Global Cooperation and Shared Standards:
AI governance is inherently a global challenge. A multi-stakeholder model facilitates international collaboration through global bodies (UN, ITU, WEF) to create shared ethical guardrails and standards that can be adopted across national borders, preventing a fragmented and unsustainable regulatory landscape.
In summary, the multi-stakeholder, inclusive approach is the only way to harmonize the conflicting objectives of innovation (driven by business/tech) with protection (driven by civil society/law/ethics) and equity (driven by affected groups/NGOs). It replaces unilateral control with shared responsibility, leading to outcomes that are more legitimate, accepted, and durable.
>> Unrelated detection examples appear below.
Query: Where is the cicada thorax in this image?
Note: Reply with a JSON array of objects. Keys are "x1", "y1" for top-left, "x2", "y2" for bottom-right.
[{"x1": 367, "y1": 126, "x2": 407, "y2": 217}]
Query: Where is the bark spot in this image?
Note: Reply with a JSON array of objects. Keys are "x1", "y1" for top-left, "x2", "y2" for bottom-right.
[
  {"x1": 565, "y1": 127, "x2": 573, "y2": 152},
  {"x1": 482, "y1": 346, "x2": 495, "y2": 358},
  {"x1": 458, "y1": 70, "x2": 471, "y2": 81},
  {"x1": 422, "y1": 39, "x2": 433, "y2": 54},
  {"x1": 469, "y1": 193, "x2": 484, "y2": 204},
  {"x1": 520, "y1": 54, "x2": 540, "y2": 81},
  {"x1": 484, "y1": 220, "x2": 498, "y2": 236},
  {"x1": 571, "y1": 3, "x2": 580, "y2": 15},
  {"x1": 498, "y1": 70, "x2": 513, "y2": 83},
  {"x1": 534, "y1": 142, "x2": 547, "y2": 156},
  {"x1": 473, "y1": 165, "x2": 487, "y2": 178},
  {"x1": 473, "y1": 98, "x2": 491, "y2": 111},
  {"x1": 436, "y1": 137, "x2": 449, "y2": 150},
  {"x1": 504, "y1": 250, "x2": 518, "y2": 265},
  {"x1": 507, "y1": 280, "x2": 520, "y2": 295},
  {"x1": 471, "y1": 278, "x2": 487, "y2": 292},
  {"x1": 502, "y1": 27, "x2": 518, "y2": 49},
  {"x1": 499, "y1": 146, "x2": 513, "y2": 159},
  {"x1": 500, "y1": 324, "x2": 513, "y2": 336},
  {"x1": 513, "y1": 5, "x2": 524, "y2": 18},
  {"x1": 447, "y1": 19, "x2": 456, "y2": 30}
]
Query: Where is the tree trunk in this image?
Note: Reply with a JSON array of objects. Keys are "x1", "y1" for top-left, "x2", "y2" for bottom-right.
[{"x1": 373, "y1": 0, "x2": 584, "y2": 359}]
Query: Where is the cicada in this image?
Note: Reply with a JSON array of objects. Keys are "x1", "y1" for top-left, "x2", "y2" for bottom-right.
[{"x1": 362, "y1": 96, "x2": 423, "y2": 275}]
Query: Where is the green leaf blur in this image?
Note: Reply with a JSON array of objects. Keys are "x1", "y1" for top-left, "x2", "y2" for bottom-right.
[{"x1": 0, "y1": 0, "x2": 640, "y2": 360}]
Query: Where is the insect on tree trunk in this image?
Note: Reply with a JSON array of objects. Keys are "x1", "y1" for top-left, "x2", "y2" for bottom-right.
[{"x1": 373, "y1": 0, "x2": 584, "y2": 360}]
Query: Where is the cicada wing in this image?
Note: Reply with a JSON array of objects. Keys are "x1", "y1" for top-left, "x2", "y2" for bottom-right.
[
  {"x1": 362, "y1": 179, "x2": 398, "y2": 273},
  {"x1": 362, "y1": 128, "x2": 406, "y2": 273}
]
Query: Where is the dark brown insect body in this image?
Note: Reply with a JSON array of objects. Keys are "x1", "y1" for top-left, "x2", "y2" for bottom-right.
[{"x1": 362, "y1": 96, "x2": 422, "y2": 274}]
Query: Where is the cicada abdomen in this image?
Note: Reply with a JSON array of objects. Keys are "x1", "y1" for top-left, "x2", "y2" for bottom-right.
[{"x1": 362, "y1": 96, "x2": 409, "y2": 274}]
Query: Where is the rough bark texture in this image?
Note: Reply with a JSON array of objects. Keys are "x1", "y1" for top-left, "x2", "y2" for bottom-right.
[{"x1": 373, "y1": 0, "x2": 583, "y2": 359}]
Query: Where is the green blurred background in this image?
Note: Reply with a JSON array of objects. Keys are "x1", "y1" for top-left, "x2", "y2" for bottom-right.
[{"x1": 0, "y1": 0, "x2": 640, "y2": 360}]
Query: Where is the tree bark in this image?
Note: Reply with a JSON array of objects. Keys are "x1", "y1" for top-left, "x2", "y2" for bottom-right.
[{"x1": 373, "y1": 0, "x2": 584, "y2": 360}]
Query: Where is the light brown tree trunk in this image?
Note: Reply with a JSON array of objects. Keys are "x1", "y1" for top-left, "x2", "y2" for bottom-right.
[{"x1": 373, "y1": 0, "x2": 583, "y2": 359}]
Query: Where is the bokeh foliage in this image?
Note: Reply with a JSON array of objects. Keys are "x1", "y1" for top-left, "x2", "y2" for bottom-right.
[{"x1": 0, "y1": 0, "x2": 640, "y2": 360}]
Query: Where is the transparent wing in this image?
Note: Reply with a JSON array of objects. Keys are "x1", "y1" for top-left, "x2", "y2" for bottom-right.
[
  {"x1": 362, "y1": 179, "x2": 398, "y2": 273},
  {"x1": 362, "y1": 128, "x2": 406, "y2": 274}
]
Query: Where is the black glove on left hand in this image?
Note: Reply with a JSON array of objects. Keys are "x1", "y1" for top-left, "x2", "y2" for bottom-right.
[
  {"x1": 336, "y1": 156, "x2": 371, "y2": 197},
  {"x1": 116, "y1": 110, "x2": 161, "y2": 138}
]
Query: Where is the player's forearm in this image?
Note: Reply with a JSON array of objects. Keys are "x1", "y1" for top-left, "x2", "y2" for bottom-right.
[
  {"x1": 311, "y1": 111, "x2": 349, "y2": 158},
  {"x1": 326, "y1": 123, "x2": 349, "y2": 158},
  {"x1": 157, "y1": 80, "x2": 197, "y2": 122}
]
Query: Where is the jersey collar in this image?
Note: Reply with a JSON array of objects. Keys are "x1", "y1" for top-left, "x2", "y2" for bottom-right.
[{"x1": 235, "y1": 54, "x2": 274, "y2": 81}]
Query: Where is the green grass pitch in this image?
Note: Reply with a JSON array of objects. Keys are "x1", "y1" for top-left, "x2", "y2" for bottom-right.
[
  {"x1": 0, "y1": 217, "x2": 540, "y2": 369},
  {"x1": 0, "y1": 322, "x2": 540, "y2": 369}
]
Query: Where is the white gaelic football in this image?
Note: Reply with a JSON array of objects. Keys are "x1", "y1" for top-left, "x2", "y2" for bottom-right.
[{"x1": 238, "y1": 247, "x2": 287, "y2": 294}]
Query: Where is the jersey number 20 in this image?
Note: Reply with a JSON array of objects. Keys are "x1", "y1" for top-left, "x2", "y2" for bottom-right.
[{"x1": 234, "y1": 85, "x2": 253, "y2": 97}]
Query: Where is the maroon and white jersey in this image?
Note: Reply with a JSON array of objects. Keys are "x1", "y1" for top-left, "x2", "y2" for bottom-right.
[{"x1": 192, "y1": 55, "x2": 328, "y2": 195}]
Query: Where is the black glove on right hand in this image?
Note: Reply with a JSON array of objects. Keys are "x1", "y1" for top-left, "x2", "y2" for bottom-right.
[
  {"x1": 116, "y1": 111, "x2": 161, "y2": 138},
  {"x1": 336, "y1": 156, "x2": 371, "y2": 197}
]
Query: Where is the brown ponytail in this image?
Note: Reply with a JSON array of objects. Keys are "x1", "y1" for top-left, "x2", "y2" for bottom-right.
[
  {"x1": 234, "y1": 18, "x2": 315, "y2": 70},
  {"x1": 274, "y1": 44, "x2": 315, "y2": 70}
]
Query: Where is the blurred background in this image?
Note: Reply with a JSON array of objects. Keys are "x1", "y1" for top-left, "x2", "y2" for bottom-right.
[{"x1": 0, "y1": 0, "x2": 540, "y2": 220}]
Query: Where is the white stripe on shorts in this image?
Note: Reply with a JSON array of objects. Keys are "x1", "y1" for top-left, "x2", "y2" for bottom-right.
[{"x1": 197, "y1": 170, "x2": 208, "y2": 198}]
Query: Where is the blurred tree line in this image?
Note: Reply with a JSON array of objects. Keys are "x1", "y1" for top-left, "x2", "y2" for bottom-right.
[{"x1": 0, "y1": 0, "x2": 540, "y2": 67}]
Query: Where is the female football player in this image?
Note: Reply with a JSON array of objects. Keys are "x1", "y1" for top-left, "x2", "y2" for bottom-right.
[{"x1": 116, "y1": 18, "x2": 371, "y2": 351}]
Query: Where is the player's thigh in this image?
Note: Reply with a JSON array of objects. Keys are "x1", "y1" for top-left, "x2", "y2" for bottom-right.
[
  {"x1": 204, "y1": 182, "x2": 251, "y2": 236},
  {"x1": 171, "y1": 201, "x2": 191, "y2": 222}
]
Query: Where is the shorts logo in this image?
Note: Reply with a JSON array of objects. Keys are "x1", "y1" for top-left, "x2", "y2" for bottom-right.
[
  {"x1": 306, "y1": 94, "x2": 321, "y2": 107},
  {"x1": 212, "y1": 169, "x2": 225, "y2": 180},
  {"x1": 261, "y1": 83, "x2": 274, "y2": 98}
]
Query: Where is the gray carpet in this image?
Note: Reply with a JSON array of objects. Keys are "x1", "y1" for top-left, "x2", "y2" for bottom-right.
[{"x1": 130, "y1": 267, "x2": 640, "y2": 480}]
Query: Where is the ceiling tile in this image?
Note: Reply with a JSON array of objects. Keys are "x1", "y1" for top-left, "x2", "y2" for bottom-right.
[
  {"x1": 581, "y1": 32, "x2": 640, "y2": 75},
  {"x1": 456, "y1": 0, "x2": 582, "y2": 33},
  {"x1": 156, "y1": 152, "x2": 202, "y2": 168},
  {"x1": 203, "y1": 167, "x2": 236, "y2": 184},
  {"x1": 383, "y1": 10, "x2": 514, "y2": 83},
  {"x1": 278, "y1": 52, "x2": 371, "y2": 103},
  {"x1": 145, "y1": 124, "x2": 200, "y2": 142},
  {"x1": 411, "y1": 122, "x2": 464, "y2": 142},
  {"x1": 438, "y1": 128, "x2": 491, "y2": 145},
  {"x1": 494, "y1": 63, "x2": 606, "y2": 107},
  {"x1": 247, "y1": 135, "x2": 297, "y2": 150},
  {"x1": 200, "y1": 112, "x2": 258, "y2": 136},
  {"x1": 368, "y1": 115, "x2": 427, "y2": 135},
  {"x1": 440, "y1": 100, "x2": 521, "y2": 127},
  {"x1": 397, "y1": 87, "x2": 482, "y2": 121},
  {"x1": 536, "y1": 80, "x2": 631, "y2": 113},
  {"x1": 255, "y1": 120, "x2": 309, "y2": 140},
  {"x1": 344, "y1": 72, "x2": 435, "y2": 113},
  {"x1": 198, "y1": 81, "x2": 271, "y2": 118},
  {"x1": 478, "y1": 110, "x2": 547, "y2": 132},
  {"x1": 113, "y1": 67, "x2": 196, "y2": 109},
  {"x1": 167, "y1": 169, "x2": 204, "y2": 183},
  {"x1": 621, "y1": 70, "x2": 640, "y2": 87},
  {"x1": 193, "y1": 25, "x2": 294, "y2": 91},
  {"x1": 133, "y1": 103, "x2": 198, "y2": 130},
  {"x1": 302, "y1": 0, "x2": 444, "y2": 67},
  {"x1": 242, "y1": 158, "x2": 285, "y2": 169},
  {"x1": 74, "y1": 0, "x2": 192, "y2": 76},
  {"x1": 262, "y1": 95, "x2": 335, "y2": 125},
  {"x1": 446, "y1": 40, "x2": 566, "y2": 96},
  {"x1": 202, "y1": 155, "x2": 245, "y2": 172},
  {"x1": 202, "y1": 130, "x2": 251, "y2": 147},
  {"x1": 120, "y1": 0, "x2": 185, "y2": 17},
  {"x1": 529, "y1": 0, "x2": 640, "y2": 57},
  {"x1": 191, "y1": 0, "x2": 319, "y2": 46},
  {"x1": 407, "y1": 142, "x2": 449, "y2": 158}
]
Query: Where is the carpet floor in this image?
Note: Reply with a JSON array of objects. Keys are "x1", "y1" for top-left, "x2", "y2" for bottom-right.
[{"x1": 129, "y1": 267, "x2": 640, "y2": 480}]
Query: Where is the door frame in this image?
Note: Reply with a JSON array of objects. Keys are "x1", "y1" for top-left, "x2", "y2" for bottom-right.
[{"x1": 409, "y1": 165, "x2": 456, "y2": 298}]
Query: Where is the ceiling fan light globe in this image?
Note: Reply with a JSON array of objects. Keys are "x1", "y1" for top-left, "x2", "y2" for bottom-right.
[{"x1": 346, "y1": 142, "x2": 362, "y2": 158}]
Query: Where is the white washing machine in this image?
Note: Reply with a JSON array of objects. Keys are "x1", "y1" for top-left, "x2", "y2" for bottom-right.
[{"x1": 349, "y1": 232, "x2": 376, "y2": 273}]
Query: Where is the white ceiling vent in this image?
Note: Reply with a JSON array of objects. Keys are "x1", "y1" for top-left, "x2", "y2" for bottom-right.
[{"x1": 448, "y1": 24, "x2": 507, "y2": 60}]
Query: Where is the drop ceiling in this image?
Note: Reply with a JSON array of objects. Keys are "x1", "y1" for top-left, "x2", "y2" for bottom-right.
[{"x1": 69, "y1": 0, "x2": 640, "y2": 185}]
Alignment with AI Governance
The government's commitment (Proposal stage ) to setting up the AI Regulation Council and the National AI Centre provides a unique opportunity integrating AI ethics into the curriculum directly addresses the policy's goal of developing human resources with the necessary skills, ensuring that future AI professionals are not just technically proficient but are also equipped to build fair, transparent, and inclusive AI systems. Public Trust must be built by aligning educational outcomes with the policy's ethical goals, society can move toward restoring the collective trust damaged by professional misconduct, reinforcing that technology will serve the collective good, not individual exploitation.
Comclusion
Ultimately, the convergence of ethical renewal in leadership and responsible AI governance offers a pathway toward restoring trust, strengthening human values, and ensuring technology serves the collective good. Only by aligning moral integrity with technological progress can society—beginning with the City of Temples—reclaim its ethical compass and move toward an enlightened and equitable future.